Esenyurt'taki Pamuk lakaplı evsizden almış bisikleti. Pamuk 300 tl'ye, uyuşturucu parası karşılığında satmış. Pamuk nerede diyor memurlar, Pamuk evsizmiş, ışıklara çıkıyormuş para kazanmaya. Bu arada bu adamın dış görünüşü cidden ürkütücü. Çok net sokakta görsem yolumu değiştiririm.
Sonuç olarak 3 kişi de hırsızlık malının alım satımı ile suçlandı. Üçü de bu bisiklet benim diyemedi. Üçü de aman bizden şikayetçi olma şeklinde yaklaştı. Bir gece önce bisikletim ile ilgili düzenlettiğim ek tutanaktaki ek aksesuarları gösterip ispatlamamla birlikte bisikletime çalınmasından bir hafta sonra düzenlenen tutanak karşılığında kavuştum. Polis memurlarının yönlendirmesiyle, şikayetçi olmasam da kamu davası açılacağını söylemelerinin ardından şikayetçi olmadım. Ancak yaklaşık iki ay önce savcılıktan gelen bildirimle kamu davasının da açılmadığını, kovuşturmaya yer olmadığını öğrendim.

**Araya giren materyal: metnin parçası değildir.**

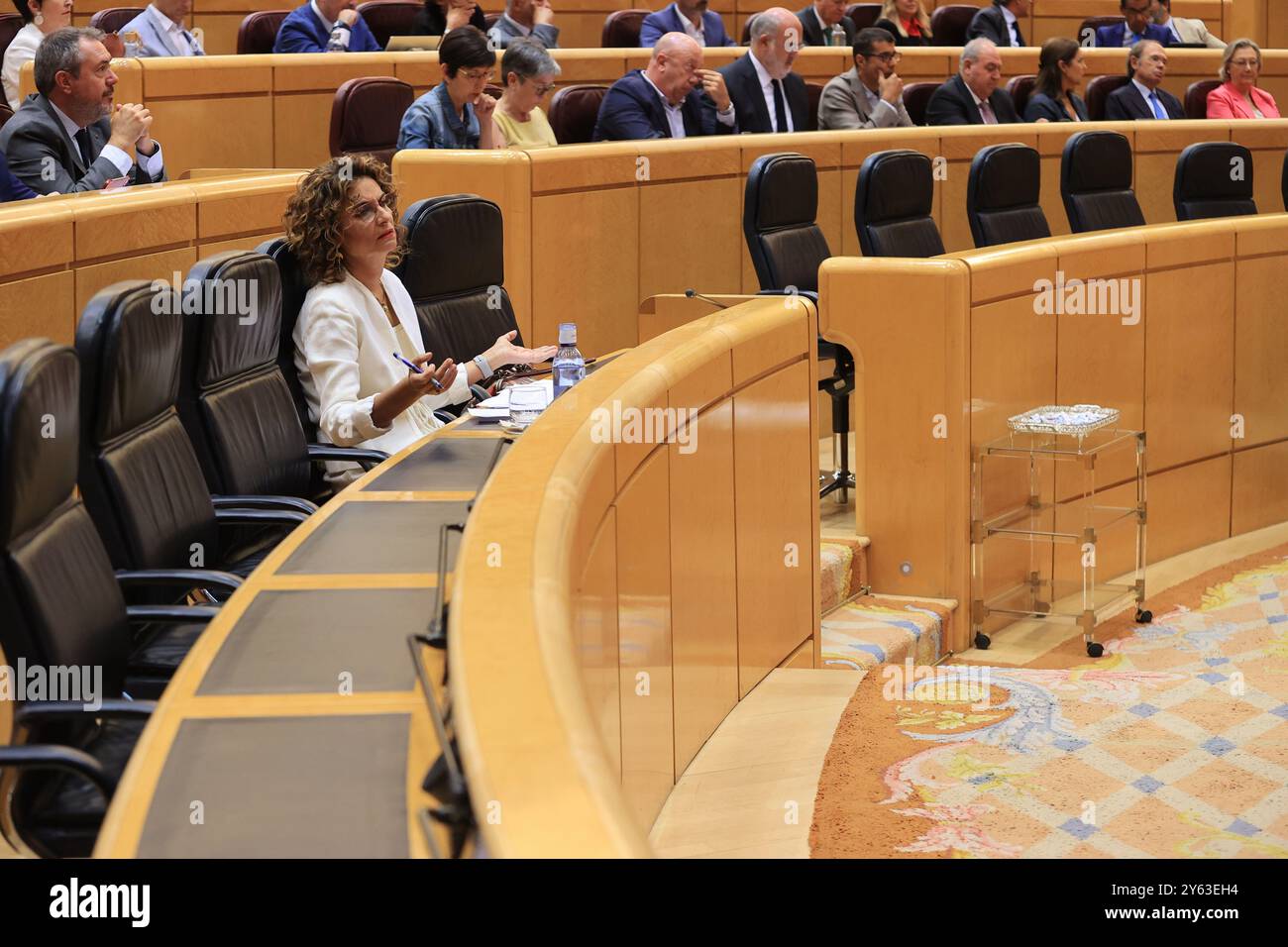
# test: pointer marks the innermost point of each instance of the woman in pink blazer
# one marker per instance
(1239, 97)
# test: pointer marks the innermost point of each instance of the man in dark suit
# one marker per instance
(69, 137)
(765, 93)
(1142, 97)
(818, 20)
(665, 99)
(1000, 22)
(973, 95)
(1137, 25)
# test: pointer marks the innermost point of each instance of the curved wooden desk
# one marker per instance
(612, 602)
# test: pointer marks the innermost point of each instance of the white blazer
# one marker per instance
(344, 355)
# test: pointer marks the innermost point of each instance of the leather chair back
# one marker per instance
(893, 204)
(574, 111)
(1003, 196)
(778, 221)
(111, 20)
(1087, 29)
(232, 397)
(294, 286)
(387, 18)
(366, 115)
(1095, 182)
(258, 33)
(1098, 94)
(59, 602)
(455, 273)
(948, 24)
(1214, 179)
(915, 98)
(1196, 97)
(140, 474)
(622, 29)
(1020, 88)
(863, 14)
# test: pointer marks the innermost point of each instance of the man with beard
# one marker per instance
(69, 137)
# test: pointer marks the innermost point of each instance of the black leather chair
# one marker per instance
(233, 401)
(258, 31)
(948, 24)
(366, 115)
(1095, 182)
(140, 474)
(387, 18)
(915, 99)
(893, 204)
(455, 273)
(1214, 179)
(62, 604)
(787, 248)
(622, 29)
(574, 111)
(1196, 97)
(1003, 196)
(1098, 94)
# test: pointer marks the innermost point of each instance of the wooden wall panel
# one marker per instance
(773, 486)
(703, 587)
(644, 634)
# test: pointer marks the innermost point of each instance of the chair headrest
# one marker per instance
(1214, 170)
(782, 191)
(232, 311)
(1096, 161)
(896, 185)
(1005, 175)
(129, 342)
(455, 244)
(39, 432)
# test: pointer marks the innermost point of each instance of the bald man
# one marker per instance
(674, 97)
(765, 93)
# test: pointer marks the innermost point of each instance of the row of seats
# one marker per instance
(181, 423)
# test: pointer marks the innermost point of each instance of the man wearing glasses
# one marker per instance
(871, 94)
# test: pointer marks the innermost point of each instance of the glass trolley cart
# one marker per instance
(1076, 440)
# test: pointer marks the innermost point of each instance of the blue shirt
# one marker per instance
(432, 123)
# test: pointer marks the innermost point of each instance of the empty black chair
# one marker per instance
(1214, 179)
(1003, 195)
(893, 204)
(455, 273)
(138, 472)
(233, 399)
(62, 604)
(787, 248)
(1095, 182)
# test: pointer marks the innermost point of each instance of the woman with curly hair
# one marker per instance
(359, 321)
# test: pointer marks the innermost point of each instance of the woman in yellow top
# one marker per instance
(529, 73)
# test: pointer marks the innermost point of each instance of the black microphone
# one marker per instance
(695, 294)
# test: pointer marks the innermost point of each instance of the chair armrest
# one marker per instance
(53, 757)
(241, 517)
(362, 457)
(265, 502)
(37, 711)
(181, 579)
(171, 615)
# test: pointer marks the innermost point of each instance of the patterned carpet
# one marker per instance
(1175, 744)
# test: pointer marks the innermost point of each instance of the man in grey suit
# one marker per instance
(69, 137)
(532, 18)
(871, 94)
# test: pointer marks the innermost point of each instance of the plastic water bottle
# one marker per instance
(570, 368)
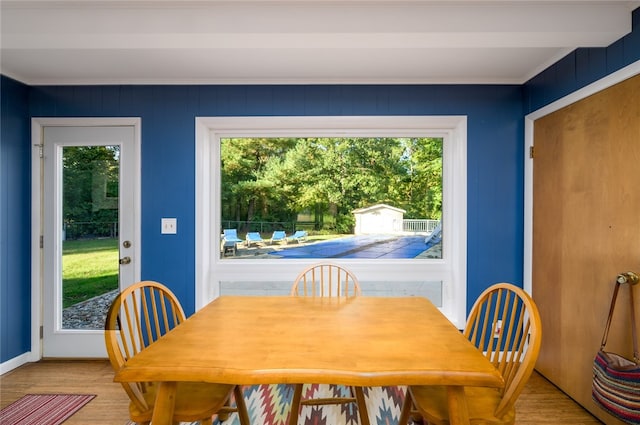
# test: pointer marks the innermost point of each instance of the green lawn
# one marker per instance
(89, 269)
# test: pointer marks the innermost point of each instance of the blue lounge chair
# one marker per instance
(299, 236)
(229, 241)
(253, 237)
(279, 236)
(435, 236)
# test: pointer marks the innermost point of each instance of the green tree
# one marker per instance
(90, 187)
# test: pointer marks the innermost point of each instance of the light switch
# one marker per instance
(169, 226)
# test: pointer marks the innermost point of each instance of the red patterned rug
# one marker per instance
(43, 409)
(271, 405)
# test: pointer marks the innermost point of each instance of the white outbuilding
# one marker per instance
(377, 219)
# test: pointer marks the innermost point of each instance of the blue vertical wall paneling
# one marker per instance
(581, 68)
(15, 220)
(495, 170)
(168, 149)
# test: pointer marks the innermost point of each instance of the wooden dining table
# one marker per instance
(359, 341)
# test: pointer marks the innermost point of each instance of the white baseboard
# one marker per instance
(18, 361)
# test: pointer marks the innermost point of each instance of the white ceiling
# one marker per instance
(298, 41)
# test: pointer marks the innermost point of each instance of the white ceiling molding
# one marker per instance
(298, 42)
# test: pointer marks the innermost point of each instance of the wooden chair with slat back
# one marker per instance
(140, 315)
(505, 325)
(326, 280)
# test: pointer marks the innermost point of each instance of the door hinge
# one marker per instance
(40, 149)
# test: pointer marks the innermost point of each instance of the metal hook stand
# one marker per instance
(628, 277)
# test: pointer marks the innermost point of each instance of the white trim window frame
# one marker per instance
(450, 270)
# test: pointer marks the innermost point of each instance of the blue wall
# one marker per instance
(581, 68)
(495, 160)
(15, 220)
(168, 156)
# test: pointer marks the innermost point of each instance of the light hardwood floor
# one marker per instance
(540, 403)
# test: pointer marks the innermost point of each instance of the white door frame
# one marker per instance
(37, 125)
(529, 121)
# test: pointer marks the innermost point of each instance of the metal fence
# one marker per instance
(89, 230)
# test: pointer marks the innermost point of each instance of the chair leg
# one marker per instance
(407, 407)
(295, 404)
(243, 415)
(362, 405)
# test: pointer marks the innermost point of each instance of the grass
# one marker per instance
(89, 269)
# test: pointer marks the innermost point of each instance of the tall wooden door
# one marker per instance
(586, 230)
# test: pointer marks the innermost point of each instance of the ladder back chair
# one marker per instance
(139, 316)
(505, 325)
(327, 280)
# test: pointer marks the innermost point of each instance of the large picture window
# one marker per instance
(330, 197)
(383, 196)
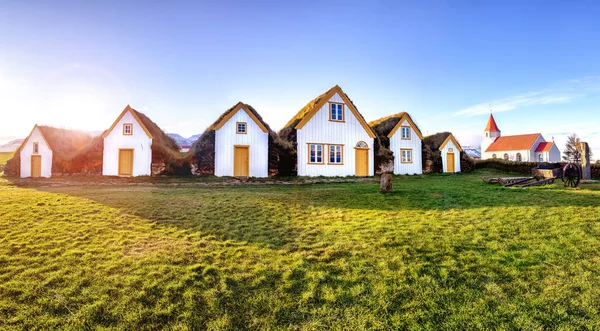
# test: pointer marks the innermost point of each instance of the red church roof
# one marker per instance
(491, 126)
(513, 143)
(544, 147)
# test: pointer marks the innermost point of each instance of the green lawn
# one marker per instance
(442, 252)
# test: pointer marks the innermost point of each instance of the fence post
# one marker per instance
(586, 171)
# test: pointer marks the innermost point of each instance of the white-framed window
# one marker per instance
(241, 127)
(315, 153)
(336, 112)
(406, 132)
(336, 154)
(127, 129)
(406, 155)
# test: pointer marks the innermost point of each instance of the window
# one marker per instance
(406, 155)
(406, 132)
(241, 127)
(127, 129)
(336, 154)
(315, 153)
(336, 113)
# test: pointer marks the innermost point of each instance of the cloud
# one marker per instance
(513, 102)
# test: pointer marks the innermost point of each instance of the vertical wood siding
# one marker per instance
(138, 141)
(445, 152)
(226, 137)
(320, 130)
(44, 151)
(397, 143)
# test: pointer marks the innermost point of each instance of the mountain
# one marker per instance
(11, 146)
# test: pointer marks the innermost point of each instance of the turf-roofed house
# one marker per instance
(133, 143)
(402, 137)
(331, 137)
(46, 151)
(241, 143)
(523, 148)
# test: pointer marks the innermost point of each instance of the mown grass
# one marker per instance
(442, 252)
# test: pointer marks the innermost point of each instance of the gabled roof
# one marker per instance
(491, 126)
(514, 143)
(544, 146)
(311, 108)
(135, 115)
(233, 110)
(451, 138)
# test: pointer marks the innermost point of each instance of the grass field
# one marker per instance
(442, 252)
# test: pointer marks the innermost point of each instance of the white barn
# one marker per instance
(127, 146)
(405, 142)
(450, 151)
(241, 143)
(332, 138)
(522, 148)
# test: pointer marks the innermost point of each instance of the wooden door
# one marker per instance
(36, 166)
(362, 162)
(125, 162)
(450, 162)
(241, 161)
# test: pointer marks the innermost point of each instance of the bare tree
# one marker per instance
(572, 152)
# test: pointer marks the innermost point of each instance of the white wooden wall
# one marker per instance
(445, 151)
(138, 141)
(226, 138)
(320, 130)
(397, 143)
(43, 150)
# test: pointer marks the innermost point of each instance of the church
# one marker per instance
(523, 148)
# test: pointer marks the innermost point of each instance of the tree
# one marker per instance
(572, 152)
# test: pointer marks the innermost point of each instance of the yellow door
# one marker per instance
(362, 162)
(36, 166)
(450, 162)
(125, 162)
(241, 161)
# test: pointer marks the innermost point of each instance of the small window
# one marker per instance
(406, 155)
(406, 132)
(241, 127)
(335, 154)
(337, 112)
(127, 129)
(315, 153)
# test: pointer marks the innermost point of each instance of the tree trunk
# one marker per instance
(586, 171)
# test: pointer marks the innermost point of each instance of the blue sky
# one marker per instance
(76, 64)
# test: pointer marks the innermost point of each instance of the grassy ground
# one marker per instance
(442, 252)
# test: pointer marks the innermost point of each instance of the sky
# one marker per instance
(77, 64)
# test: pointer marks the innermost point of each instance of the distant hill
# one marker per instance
(11, 146)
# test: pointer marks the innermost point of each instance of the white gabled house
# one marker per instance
(241, 143)
(332, 138)
(405, 142)
(127, 146)
(450, 151)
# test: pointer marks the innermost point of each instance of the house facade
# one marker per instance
(521, 148)
(127, 147)
(35, 155)
(450, 152)
(241, 143)
(332, 137)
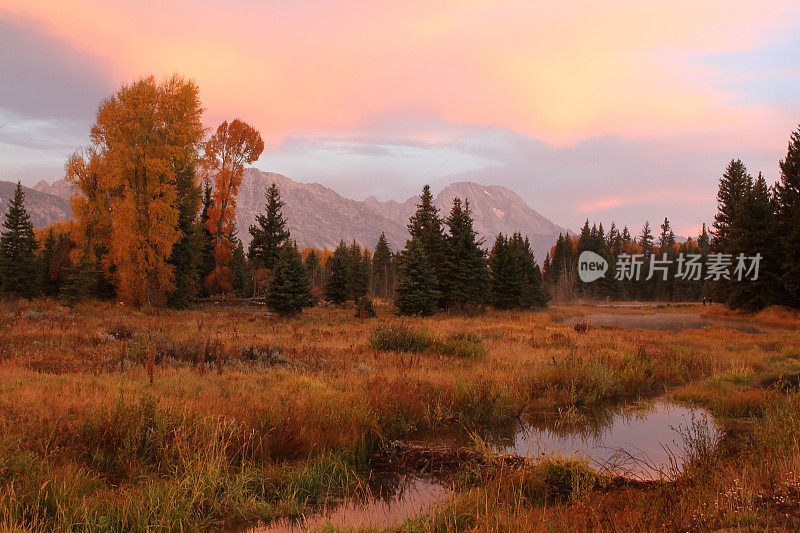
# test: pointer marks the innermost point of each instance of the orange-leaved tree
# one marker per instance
(231, 147)
(124, 186)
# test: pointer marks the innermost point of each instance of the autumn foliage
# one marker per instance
(125, 183)
(231, 147)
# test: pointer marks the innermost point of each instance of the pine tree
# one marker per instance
(359, 268)
(289, 288)
(81, 280)
(646, 239)
(18, 249)
(787, 193)
(533, 292)
(382, 269)
(185, 255)
(313, 265)
(270, 233)
(732, 188)
(466, 283)
(242, 281)
(506, 275)
(207, 259)
(416, 292)
(337, 284)
(755, 233)
(425, 226)
(44, 262)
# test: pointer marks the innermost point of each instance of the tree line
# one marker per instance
(155, 203)
(752, 219)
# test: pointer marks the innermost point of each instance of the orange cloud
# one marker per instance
(559, 71)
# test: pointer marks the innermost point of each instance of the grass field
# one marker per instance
(120, 419)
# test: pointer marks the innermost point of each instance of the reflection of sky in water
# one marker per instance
(635, 443)
(382, 509)
(660, 321)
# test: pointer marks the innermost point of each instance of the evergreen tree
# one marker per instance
(18, 249)
(732, 188)
(270, 233)
(314, 267)
(646, 239)
(561, 274)
(242, 281)
(289, 288)
(382, 269)
(425, 226)
(337, 286)
(359, 269)
(44, 262)
(185, 255)
(533, 292)
(416, 292)
(755, 232)
(207, 260)
(787, 193)
(466, 283)
(506, 275)
(81, 280)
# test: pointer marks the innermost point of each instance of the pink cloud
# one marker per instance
(558, 71)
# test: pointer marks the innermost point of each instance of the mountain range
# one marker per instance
(319, 217)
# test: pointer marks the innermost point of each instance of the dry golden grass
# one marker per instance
(275, 404)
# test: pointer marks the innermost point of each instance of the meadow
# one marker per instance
(122, 419)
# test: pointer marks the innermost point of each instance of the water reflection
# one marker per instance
(387, 503)
(661, 321)
(641, 441)
(632, 441)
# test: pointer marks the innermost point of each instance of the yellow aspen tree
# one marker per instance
(142, 137)
(231, 147)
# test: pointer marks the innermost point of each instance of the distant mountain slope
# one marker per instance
(316, 215)
(58, 188)
(319, 217)
(495, 209)
(45, 209)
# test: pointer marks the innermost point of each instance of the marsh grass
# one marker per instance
(277, 418)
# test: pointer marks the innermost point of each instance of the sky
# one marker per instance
(619, 110)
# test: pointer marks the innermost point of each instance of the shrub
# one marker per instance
(120, 332)
(464, 345)
(364, 308)
(399, 338)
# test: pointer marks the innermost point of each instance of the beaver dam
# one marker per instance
(634, 444)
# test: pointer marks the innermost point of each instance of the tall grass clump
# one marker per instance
(399, 338)
(463, 345)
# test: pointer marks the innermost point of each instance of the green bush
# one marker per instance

Ben bisikletime bu şekilde kavuştum ancak maalesef herkes benim kadar şanslı olamıyor. Artık ülkemizde alım gücünün de düşmesiyle bisiklet fiyatları ulaşılabilir olmaktan çıktı. Bu yüzden lütfen bisikletinizin çalınmaması için gerekli tüm önlemleri alın, hırsızlık mağduru olduğunuz andan itibaren polisin tavrına hazırlıklı olun. Polis sorumlu bulunduğu mıntıkasında olay kaydı açılmasını istemiyor olabilir, kapanmamış ve faili meçhul dosya bulunması o polis merkezinin başarısızlığı anlamına geliyor olabilir. Bisikletinizin sizin olduğunu ispatlayabilmeniz için ayırt edici özellikleri görsel olarak kaydedin. Ve lütfen ikinci el olarak alacağınız bisikletin hırsızlık malı olup olmadığından emin olun. Eğer kullandığınız bisiklet hırsızlık malı ise, kendinizi istemeden de olsa kamu davasında sanık olarak bulmanız mümkün.
Umarım hiçbirimiz bu şekilde bir can sıkıcı durum içerisinde kalmaz.